My band rolled in to the crowded parking lot. The parking lot was crowded mainly because of the other two bands unloading THEIR equipment. Inquiries were made, opinions exchanged and shortly thereafter we left to do an impromptu show at The Local Performance Hall. I don’t know if the Nim Nims toughed it out at the original venue that night or went their own way, but for a short while thereafter whenever I heard mention of the band I would think, “Oh, those guys…”
That was wrong of me, of course; they hadn’t tried to beat us out of a gig, they had been given the same line of rectally administered smoke we had. Fortunately, it wasn’t very long before we wound up playing at the same festival and I actually got to hear them. I was so impressed with the performance I finally realized my lingering resentment was entirely misplaced.

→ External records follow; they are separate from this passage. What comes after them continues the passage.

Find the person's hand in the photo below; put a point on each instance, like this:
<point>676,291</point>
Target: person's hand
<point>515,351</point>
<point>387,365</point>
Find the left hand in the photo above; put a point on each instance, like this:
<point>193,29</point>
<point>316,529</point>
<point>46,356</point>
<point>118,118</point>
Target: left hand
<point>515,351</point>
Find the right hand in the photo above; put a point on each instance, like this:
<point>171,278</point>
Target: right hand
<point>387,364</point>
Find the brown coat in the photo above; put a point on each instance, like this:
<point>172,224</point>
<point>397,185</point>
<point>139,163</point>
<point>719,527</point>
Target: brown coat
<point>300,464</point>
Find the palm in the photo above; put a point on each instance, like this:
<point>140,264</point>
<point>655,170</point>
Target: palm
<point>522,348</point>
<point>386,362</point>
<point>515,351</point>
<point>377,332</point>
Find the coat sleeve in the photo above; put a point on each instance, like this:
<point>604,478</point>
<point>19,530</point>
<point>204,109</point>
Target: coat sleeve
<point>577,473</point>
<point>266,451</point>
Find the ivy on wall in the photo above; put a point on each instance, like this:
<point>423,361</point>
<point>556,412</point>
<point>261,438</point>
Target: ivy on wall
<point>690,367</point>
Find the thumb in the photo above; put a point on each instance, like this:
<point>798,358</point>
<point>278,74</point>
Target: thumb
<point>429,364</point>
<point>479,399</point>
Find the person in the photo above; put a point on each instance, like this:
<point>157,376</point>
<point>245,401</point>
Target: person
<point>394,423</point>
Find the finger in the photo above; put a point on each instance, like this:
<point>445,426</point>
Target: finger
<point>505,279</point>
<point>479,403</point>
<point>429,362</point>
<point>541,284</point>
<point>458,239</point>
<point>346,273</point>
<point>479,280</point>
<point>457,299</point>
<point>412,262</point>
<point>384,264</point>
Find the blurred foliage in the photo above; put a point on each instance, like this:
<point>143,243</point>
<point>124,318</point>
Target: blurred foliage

After the gig, I related this story and offered my most heartfelt apologies and sincere respect and appreciation for their art. As I was drinking more in those days it is entirely likely that I delivered that monologue to a denim jacket hanging on the back of a chair—but it’s the thought that counts, after all.
All of this brings us to the matter at hand: the Nim Nims’ most recent album, Baristas, Fashionistas and Mother Teresas. There are nine tracks on this album and not a weak one in the bunch. The entire album is rock solid and covers a lot of ground, musically speaking.
The opening track, “Recognition” is an acoustic anthem, a tribute to the underappreciated that evokes overtones of Damien Rice and the singer/songwriter genre as a whole. I’m not going to try and interpret it here; that’s the listener’s privilege, but I feel certain that the tune is a deeply personal one drawn from real-life experience.
Track Two is “Found,” a dreamy and trance-like love song that begins with a simple droning repetition, quickly stacking layer upon layer until it climaxes in a lush wall of sound (and a cigarette, most likely). There is no mimicry in the tune but one suspects that at least one member of the band is a fan of Elliott Smith.
Track Three, “A Time or Two,” is a departure from the more somber tone of the first two cuts, replete with a brass section and a punchy rhythm. It’s a downright jaunty tune, the sort of thing you might hum to yourself while strolling down the sidewalk in spring— earworm material to be sure.
Since I’ve already played “guess the influence” with the other two tracks, I may as well go ahead and say that this tune reminded me so much of Del Amitri I had to go back and listen to that one song they had in 1995.
It is with Track Three that you first realize what the unifying thread is with the music of the Nim Nims. Each track is brilliant in its own right, but each track is so stylistically different you might not guess it was the same band. That isn’t a slight—I say it with the utmost respect—it’s a testament to the flexibility and creativity of the band. Regardless of instrumentation or influence or approach, the one thing you can count on in every Nim Nims songs is clever, well-written lyrics.